Prosecutors Appeal To City Council For Support
Queens District Attorney Richard A. Brown, joined by the city’s other district attorneys and Special Narcotics Prosecutor Bridget G. Brennan, last week urged the city to restore previous cuts to prosecutors’ budgets and fund new initiatives.
In testimony before the City Council’s Committee on Public Safety, Brown said that “while we have been able to make significant strides in stabilizing the District Attorneys’ budgets and in restoring- at least to some degree-the devastating cuts suffered by each of our offices following the tragic events of Sept. 11, 2011, we very much need your continued support to insure that we have the resources that we need to continue to rebuild and to fulfill our constitutional and statutory obligations-and to continue to improve the quality of the lives of the counties that we represent.”
In discussing the fiscal challenges facing his office, Brown said, “I think it is important to note that we still have a long road ahead of us as we begin the process of re-building. While we have received some restorations-and some new initiative funding-we are still about $2 million behind where we started in Fiscal 2002-or the equivalent of about 30 new full-time attorneys.”
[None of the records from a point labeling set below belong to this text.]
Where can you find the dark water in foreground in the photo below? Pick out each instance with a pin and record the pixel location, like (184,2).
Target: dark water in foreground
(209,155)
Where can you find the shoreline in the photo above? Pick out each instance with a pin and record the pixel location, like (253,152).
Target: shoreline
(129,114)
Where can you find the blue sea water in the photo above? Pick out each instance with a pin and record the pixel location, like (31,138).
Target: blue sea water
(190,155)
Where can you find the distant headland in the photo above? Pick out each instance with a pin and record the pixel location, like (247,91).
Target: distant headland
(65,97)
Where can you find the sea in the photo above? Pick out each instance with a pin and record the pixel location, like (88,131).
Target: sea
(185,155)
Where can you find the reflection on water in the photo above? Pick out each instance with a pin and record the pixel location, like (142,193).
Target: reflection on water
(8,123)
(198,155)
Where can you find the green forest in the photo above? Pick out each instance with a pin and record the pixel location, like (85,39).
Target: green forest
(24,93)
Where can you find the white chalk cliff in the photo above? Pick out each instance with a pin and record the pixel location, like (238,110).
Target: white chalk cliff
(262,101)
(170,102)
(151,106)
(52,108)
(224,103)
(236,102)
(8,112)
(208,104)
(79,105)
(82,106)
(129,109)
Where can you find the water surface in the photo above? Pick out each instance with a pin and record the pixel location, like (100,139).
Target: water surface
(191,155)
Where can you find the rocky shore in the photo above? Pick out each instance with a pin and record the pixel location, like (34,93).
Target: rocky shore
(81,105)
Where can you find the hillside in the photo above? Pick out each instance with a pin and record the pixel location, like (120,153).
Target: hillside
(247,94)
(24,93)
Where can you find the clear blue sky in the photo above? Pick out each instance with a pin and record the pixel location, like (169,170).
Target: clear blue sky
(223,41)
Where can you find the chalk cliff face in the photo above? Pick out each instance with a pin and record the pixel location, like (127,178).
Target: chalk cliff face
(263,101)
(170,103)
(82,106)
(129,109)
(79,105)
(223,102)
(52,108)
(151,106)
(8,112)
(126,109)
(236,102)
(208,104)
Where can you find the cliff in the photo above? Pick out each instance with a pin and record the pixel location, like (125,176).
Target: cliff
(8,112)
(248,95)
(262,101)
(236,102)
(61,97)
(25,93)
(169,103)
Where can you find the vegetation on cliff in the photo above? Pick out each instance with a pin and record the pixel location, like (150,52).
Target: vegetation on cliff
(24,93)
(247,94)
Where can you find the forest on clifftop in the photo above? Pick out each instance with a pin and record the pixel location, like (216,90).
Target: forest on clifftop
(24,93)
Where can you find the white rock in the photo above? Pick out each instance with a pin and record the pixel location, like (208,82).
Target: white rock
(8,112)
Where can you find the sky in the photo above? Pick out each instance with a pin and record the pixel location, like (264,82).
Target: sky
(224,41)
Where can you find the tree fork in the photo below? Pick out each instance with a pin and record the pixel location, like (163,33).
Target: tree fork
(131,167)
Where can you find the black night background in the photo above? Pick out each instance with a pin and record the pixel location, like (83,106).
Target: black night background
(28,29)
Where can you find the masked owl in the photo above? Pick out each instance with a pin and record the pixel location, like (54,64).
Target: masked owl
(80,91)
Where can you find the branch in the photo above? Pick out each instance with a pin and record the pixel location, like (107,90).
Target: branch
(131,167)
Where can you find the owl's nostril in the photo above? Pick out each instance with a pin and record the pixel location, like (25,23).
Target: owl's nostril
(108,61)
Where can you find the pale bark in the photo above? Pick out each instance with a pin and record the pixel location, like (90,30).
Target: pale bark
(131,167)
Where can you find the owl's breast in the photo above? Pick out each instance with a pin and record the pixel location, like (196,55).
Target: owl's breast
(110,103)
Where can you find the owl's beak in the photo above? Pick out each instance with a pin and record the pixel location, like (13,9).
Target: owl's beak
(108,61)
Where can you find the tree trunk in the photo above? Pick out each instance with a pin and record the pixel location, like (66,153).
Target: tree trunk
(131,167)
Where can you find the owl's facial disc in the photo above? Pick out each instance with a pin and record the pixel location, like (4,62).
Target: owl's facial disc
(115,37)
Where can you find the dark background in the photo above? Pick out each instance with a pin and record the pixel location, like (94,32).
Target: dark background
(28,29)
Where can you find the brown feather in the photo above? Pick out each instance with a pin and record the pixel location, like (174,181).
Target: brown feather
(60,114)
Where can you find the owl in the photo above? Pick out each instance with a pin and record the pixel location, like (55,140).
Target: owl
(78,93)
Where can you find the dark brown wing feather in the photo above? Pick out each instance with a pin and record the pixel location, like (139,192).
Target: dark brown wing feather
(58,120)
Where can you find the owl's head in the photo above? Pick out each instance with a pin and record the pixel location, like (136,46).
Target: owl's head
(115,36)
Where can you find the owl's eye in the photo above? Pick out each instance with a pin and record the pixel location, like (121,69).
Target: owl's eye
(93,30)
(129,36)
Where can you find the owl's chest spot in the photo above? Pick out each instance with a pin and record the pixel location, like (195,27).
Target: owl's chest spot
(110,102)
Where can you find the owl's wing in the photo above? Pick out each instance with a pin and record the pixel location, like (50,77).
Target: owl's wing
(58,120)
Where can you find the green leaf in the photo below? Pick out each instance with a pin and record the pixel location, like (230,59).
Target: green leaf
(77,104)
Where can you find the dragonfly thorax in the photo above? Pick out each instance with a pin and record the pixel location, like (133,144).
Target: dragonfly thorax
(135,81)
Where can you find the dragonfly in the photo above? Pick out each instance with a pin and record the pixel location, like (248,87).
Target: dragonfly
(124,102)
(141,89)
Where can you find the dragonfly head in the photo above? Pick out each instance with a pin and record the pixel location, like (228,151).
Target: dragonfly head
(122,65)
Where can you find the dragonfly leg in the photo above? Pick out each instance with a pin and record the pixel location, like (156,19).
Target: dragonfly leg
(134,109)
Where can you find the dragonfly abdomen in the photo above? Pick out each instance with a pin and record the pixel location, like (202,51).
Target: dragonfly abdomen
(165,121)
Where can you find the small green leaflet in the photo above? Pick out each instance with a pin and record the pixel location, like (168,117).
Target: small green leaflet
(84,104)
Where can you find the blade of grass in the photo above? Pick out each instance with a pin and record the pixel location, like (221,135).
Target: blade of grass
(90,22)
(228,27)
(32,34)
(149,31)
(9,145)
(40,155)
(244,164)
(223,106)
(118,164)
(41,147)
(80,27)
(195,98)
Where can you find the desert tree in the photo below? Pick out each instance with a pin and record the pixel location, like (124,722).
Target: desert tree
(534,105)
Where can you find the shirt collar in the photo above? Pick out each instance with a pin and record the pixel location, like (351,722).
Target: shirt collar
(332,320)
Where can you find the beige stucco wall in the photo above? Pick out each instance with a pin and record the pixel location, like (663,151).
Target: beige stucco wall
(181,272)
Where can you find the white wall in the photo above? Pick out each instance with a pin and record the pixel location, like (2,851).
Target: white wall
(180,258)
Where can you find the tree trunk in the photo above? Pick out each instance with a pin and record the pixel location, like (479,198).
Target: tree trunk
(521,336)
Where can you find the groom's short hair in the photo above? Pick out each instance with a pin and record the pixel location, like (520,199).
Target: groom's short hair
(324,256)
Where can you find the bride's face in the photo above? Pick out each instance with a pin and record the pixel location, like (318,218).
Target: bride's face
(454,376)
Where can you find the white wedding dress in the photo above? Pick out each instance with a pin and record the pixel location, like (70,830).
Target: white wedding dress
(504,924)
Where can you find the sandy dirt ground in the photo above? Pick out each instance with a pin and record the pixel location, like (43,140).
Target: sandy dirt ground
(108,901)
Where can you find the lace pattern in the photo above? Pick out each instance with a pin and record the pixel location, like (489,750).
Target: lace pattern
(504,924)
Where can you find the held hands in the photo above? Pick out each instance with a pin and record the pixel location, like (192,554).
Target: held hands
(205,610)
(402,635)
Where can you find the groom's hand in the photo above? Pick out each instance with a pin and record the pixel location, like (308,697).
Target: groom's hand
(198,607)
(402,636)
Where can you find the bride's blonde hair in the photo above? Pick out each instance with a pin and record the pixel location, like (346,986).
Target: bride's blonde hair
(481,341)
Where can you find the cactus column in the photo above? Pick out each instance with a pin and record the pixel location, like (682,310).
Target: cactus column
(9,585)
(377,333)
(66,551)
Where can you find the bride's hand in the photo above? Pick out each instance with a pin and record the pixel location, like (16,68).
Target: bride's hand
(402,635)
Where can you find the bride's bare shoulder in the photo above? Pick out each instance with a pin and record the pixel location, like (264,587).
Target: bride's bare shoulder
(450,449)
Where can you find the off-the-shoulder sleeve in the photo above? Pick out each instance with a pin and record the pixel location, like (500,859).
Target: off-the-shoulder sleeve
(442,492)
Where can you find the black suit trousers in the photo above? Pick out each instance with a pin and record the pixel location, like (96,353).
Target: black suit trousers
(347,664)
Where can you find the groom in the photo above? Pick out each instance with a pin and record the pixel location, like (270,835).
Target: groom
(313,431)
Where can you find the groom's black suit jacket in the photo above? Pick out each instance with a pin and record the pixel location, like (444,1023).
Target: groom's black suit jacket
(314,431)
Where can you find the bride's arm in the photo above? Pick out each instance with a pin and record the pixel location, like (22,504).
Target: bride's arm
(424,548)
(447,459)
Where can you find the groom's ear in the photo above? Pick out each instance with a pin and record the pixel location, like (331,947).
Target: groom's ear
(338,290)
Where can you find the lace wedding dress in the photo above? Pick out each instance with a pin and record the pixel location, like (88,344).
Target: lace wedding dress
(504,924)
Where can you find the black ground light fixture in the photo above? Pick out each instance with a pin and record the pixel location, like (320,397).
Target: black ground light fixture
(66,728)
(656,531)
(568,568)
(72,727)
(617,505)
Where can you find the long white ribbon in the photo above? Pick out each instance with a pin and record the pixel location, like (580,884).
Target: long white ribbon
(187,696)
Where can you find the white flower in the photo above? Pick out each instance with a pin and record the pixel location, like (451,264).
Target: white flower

Brown continued, “Secondly, a good portion of the new funding that we received was needed to address our continuing structural deficit in funding. This has been due to many factors, including the long term impact of the budget reductions that we have taken over the years; the loss of other available federal, state and local funding and grant streams; the re-deployment of existing resources away from our core case processing mission to new initiatives undertaken at the request of the city; and finally to rising OTPS (other than personal services) costs.”
The district attorney pointed out to the council that there were quite a few new and emerging crime trends for which the office needed funding support.
“For example, computer crimes programs to address the burgeoning problem of identity theft, credit card and telemarketing scams and, in particular, to focus on the tremendous growth in Internet-based sexual exploitation of children; youth antiviolence and crime prevention initiatives; gang activity; and the growing problem of financial exploitation crimes-particularly those targeting the elderly such as identity theft, credit card fraud, familial/caregiver thefts and ‘sweetheart’ swindles,” he said.
In conclusion, district attorney Brown told the Council, “For many years, more than half of my staff has been scattered in offices in the area of the Queens Courthouse, costing the city nearly $3 million a year in lease payments and contributing to a loss of work hours and productivity each time prosecutors must appear in court or attend meetings with senior staff. It doesn’t make fiscal sense- especially when sitting adjacent to my office, literally just a wall away, is the shuttered ten-storied Queens House of Detention, which has been vacant for a dozen years. By renovating the House of Detention into usable office space for my staff, the cost-benefit of such a consolidation would mean an elimination of our lease payments and the reduction of duplicate overhead costs, as well as an increase in staff productivity and the added savings of the city not having to pay to maintain an empty building.”